Australia Builds World's First Quantum Battery Prototype
Australian researchers from CSIRO, RMIT University, and the University of Melbourne have created the first proof-of-concept quantum battery that completes a full charge-discharge cycle, charging in femtoseconds and getting faster as it scales up.
A Counterintuitive Breakthrough
Australian scientists have achieved what was once purely theoretical: a working quantum battery that charges, stores, and releases energy. The proof-of-concept device, developed by researchers at CSIRO, RMIT University, and the University of Melbourne, represents the first time a quantum battery has completed a full charge-discharge cycle, according to findings published in March 2026 in the journal Light: Science & Applications.
The tiny, layered organic device can be charged wirelessly using a laser — reaching full charge in mere femtoseconds, or quadrillionths of a second. But perhaps the most remarkable aspect is a property that defies everyday intuition: the quantum battery charges faster as it gets bigger.
How Quantum Batteries Work
Unlike conventional batteries, which store energy through chemical reactions, quantum batteries exploit collective quantum effects — phenomena arising from the rules of superposition and entanglement at the subatomic scale. The molecules inside the device don't absorb energy individually. Instead, they behave collectively, sharing incoming energy in a coordinated burst known as "superabsorption."

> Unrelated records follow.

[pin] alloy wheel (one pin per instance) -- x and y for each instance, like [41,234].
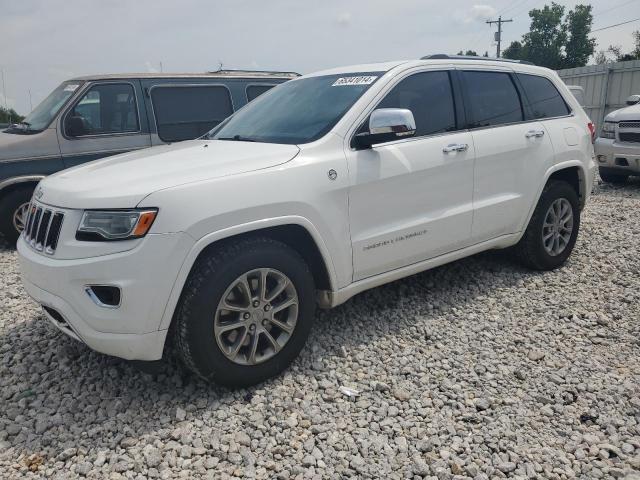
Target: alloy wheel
[256,316]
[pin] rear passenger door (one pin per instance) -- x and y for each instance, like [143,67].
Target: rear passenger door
[513,152]
[108,118]
[187,111]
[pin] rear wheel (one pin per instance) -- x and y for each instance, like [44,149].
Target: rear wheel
[245,313]
[612,177]
[553,228]
[13,212]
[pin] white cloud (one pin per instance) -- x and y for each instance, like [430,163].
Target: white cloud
[344,19]
[482,12]
[474,14]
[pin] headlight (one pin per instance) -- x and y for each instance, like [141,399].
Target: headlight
[100,225]
[608,130]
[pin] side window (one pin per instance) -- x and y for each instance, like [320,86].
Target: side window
[254,91]
[544,99]
[493,98]
[105,109]
[429,97]
[185,113]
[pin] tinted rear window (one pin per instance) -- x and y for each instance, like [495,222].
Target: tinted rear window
[493,98]
[254,91]
[184,113]
[544,99]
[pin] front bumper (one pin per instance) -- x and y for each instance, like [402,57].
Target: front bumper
[615,155]
[145,275]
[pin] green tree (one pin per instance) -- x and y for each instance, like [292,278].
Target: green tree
[555,40]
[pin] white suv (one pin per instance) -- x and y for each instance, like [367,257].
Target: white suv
[325,186]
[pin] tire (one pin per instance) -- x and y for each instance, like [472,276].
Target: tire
[9,206]
[200,313]
[609,177]
[531,249]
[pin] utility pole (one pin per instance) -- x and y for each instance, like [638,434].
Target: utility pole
[498,34]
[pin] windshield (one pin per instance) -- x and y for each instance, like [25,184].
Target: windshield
[43,114]
[298,111]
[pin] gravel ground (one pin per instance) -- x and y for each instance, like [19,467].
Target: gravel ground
[478,369]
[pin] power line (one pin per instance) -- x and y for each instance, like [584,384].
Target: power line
[615,25]
[499,33]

"The more molecules packed into the device, the faster each one charges," explained Dr. James Quach, CSIRO's quantum science and technologies science leader, who led the engineering of the prototype. The charging time decreases proportionally to the square root of the number of molecular units — a scaling advantage that grows dramatically with size.
The device also retained its stored energy for nanoseconds, roughly six orders of magnitude longer than it took to charge. While nanoseconds may sound fleeting, this ratio represents a significant achievement in the quantum domain.
Scaling Potential — and Hard Limits
The prototype's electrical discharging power scales superextensively, meaning it grows faster than the number of molecules the battery contains. This stands in sharp contrast to classical batteries, where scaling up typically introduces inefficiencies.
However, the technology remains far from consumer-ready. The current device stores only a few billion electron-volts of energy — orders of magnitude too little to power a smartphone, let alone an electric vehicle. Its charge retention, measured in nanoseconds, is far too brief for conventional applications.
The research team had already made progress on this front. In July 2025, RMIT and CSIRO researchers extended quantum battery lifetime by 1,000 times, from nanoseconds to microseconds — a crucial stepping stone toward the current breakthrough.
Where Quantum Batteries Could Matter
While powering everyday electronics remains a distant goal, the technology's most promising near-term application may be in quantum computing itself. As quantum processors scale beyond laboratory constraints, they will require energy storage systems that operate at compatible speeds and scales. A room-temperature quantum battery with ultra-fast charging could be precisely what quantum computers need.
Beyond computing, researchers envision potential applications in:
- Ultra-fast EV charging — if storage duration can be extended
- Wireless energy transfer over distance
- Next-generation grid storage leveraging superextensive scaling
The Road Ahead
The Australian team's achievement transforms quantum batteries from a theoretical curiosity into an experimentally validated concept. The next critical hurdle is extending energy storage time from nanoseconds toward practically useful durations. If that challenge can be overcome, quantum batteries could fundamentally reshape how we think about energy storage — not as a slow chemical process, but as an instantaneous quantum event.